The education establishment channels Nero as Rome burns

The Roman Emperor Nero reportedly fiddled while Rome was consumed by fires that he ordered to be set. Our national educational establishment is missing only the togas and fiddles to be clones of the corrupt Nero.

There are mounds of evidence as high as Mount Everest proving the abject failure of the educational zeitgeist that has ruled K–12 education in this country. In all but the wealthiest of enclaves, all too few students are relegated to underperforming schools that fail to prepare them for college or real life. Yet the bureaucracy, and sadly some educators (secure in jobs protected by deeply ensconced rules that make it impossible to fire even for gross incompetence or abject failure to actually educate kids), fiddle merrily away while their students’ futures go up in flames.

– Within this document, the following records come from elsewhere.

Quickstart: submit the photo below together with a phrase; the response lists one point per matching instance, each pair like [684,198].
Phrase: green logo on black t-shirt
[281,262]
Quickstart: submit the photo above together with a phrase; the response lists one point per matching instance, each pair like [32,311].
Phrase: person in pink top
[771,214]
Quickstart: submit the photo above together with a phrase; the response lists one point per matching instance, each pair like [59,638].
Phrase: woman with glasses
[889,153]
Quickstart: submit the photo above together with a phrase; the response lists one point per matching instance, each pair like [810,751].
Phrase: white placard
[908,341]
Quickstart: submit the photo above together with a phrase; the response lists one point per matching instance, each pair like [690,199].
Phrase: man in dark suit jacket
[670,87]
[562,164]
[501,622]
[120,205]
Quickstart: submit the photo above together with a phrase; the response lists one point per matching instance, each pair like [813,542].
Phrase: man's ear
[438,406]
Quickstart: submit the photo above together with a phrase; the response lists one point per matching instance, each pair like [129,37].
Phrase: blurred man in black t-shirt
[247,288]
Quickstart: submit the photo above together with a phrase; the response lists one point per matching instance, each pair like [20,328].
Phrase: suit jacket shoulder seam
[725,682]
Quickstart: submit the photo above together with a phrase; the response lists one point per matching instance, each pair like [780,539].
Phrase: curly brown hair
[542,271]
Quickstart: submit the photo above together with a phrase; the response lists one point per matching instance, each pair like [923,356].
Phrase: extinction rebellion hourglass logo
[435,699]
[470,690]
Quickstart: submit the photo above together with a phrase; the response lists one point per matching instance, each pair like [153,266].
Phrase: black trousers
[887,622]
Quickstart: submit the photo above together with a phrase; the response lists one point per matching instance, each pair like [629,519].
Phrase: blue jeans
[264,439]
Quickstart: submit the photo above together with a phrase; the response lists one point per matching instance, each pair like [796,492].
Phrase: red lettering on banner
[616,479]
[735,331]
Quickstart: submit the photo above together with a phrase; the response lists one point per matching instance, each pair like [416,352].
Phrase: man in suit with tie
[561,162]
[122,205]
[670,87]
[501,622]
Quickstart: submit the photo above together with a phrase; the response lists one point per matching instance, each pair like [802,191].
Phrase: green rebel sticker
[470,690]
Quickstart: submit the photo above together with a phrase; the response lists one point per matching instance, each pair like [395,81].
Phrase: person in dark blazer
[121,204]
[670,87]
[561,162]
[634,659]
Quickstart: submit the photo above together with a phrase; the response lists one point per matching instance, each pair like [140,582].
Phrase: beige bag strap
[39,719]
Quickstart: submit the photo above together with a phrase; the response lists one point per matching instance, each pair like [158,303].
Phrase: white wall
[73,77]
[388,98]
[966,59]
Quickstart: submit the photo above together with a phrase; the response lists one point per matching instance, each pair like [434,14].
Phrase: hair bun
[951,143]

But don’t take my word for it. Here are three examples making news — this week!

Tulsa, Okla., public schools revealed that only one-third of its high school juniors were ready for college or a career. For the math-challenged, that means two-thirds, or about 67 percent, have not been prepared for, well, anything. As usual, it is minority students who are being shortchanged the most by being stuck in failing schools. About 14 percent of black high school juniors were deemed ready for college or career before their senior year, while a quarter of Hispanic students were college- and career-ready. About 57 percent of white students met the readiness bar at that point.

About 33 percent of students being deemed college- and career-ready is below the dismal national average of 46 percent. The district didn’t meet its goal of increasing its college- and career-ready rate to 37 percent, and only a third of its high schools met their goals. A robust charter school alternative path for these students would give them a way out of their failing schools and a much more certain path to being prepared for college and/or a career.

Next up is an item that shows the results of such failure at the high school level. According to a 2016 report from the Center for American Progress, a liberal think tank, somewhere between 40 to 60 percent of first-year college students now require remedial courses in math, English, or both. Many estimate it to be much higher. Millions of students are trapped in classes that only cover content they should have learned in high school.

These kinds of classes used to be called “gut” classes, yet they come at a steep cost. According to the College Board, the average cost of tuition and fees for the 2017–2018 school year was $34,740 at private colleges, $9,970 for state residents at public colleges, and $25,620 for out-of-state residents attending public universities. The traditional way of doing school is simply not working for most students. It’s time to bring on transformative educational pathways that ensure students develop competency in subjects rather than check a box of courses for old time’s sake and throw gut classes into the ash heap of history.

Our last item is a truly sad indication that the proverbial education Neros are ignoring the fire of failing schools. In July, the Hellenic Classical Charter School made the first step in the process toward opening a second charter school location in Dyker Heights, Brooklyn, from the New York State Education Department.

The move paves the way for HCCS to open a possible second location. Their first location in Sunset Park/Greenwood Heights is a dual language K-8 school with a diverse class range: 23 percent black, 44 percent Hispanic, and 27 percent white. HCCS would add 450 seats to one of Brooklyn’s most crowded school districts and is expected to launch with grades K-1 in fall 2019. After their first year, 2019-2020, the school will add a grade each year until the school serves K-8. The proposed elementary and middle charter school will focus on challenging content and supplementing instruction with classical study of the Greek and Latin language, history, etc.

Sounds pretty good, yes? Well, not if you’re an official whose livelihood comes not from success but from the status quo. The education establishment, in league with local elected officials (and not very enlightened liberals) have vociferously opposed letting HCCS expand opportunities for poor kids stuck in schools that don’t educate them. They don’t want these students to have better pathways? Shame on them.

As educational failure continues to blaze, too many education and elected officials stoke the fires and fiddle. You may be sure that the parents of the students in Tulsa and Brooklyn want a way out for their children. There are two ways, actually. One is to transform the schools into a bastion of student-centered learning, with educators merely helping direct students as they work to their best potential and achieve competency. It’s where all schools (public, private, or charter) should be.

But until every school can do that for every child, they need every alternative available under the sun. They need educational choice — and elected officials bold enough give it to them.